= Ciarán Lyng =

Irish sportsman (born 1986)

 Ciarán Lyng (born 9 July 1986) is an All Star-nominated Irish sportsperson. He plays Gaelic football and hurling for St Martin's and Gaelic football for the Wexford senior inter-county team, and has played international rules football for Ireland. He has also played association football in the English Football League and at under-age level for Ireland.

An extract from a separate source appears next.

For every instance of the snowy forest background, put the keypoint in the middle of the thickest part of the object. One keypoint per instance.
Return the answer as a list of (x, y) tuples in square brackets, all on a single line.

==Early and personal life==
Lyng grew up as one of four brothers in Wexford, playing football, hurling, handball and soccer. His brother Diarmuid Lyng plays hurling for Wexford.

==Soccer career==
Lyng played soccer almost thirty times for Ireland at underage level. He had a number of offers from British clubs such as Premier League Arsenal and Derby County but opted to move to Preston North End. Lyng moved to Shrewsbury Town in December 2004. He made four substitute appearances in the latter half of the 2004–05 season. In the 2005–06 season for Shrewsbury, he made one start, in a Football League Trophy match which Shrewsbury lost to Cheltenham Town.

==Football career==
Lyng has since been selected for the Wexford Gaelic football team in the All-Ireland Senior Football Championship. He was a member of the Wexford panel which reached the 2008 Leinster Senior Football Championship final. Lyng scored four points against Meath in the quarter-final and one point against Laois in the semi-final. However, Wexford were easily defeated by Dublin in the Leinster Senior Football Championship Final. Wexford went on to surprisingly reach the All-Ireland Senior Football Championship semi-final, where they were comfortably beaten by Tyrone. 2008 was a year to remember for Lyng: he was nominated for an All-Star and he then represented Ireland against Australia in the International Rules Series that October. A first county medal topped off a great year for Lyng when his St. Martin's team comfortably beat Oulart the Ballagh in a huge upset in the Wexford Senior County Hurling Final.

Ciarán won his first County Medal with St Martin's in Intermediate Football in 2007, gaining the 'Man of the Match' award. His brother Diarmuid Lyng captained that side. He subsequently won a senior county football title with his club in 2013 and he has won two senior county hurling titles with St Martin's in 2017 and 2019.